Embeddings

Explanation

Embeddings turn a piece of content into an array of floating point numbers.

The key thing about that array is that it will always be the same length, no matter how long the content is. The length is defined by the embedding model you are using.

Imagine it as co-ordinates in a very weird multi-dimensional space.

The location within the space represents the semantic meaning of the content, according to the embedding model’s weird, mostly incomprehensible understanding of the world.1

Example of usage:

I currently have 472 articles on my site. I calculated the 1,536 dimensional embedding vector (array of floating point numbers) for each of those articles, and stored those vectors in my site’s SQLite database.

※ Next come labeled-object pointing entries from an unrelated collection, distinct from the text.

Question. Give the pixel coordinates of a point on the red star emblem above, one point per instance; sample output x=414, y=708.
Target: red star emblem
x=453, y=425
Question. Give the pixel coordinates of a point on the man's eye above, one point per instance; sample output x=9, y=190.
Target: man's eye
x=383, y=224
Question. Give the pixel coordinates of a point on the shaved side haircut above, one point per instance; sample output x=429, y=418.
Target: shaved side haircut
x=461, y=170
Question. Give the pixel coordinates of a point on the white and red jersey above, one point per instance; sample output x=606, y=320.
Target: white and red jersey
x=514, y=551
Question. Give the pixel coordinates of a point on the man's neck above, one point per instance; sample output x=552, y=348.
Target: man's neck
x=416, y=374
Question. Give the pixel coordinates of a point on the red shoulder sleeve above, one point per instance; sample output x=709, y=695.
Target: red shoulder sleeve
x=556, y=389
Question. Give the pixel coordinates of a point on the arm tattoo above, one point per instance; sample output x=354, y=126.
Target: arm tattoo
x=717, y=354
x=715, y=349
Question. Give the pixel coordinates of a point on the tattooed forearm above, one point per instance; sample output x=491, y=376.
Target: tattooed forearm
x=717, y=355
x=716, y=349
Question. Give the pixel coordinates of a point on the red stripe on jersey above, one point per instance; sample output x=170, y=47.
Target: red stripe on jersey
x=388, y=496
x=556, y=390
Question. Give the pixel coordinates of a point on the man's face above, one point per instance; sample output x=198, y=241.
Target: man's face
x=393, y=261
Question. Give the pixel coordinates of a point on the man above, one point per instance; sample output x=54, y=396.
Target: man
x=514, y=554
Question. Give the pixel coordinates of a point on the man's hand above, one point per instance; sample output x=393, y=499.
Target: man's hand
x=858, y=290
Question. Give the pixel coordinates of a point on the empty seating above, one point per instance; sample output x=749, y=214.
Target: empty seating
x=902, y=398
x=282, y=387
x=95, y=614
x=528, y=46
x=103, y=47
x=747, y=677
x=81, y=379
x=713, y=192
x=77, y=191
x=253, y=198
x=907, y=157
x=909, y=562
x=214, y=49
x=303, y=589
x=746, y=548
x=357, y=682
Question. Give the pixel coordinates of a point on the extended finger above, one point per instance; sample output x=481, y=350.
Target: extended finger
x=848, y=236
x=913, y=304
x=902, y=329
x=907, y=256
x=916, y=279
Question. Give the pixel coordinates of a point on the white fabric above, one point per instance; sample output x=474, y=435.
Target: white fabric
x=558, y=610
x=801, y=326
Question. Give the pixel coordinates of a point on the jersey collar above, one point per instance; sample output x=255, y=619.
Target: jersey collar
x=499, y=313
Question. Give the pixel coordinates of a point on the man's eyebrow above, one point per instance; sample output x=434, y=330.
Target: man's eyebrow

Now, if I want to find related articles for a given article, I can calculate the cosine similarity between the embedding vector for that article and every other article in the database, then return the 10 closest matches by distance.

Here’s the Python function I’m using to calculate those cosine similarity distances:

def cosine_similarity(a, b):
    dot_product = sum(x * y for x, y in zip(a, b))
    magnitude_a = sum(x * x for x in a) ** 0.5
    magnitude_b = sum(x * x for x in b) ** 0.5
    return dot_product / (magnitude_a * magnitude_b)

1

Another kind of embedding models are Word2Vec, CLIP.

Average Locations

Another trick with embeddings is to use them for classification.

First calculate the average location for a group of embeddings that you have classified in a certain way, then compare embeddings of new content to those locations to assign it to a category.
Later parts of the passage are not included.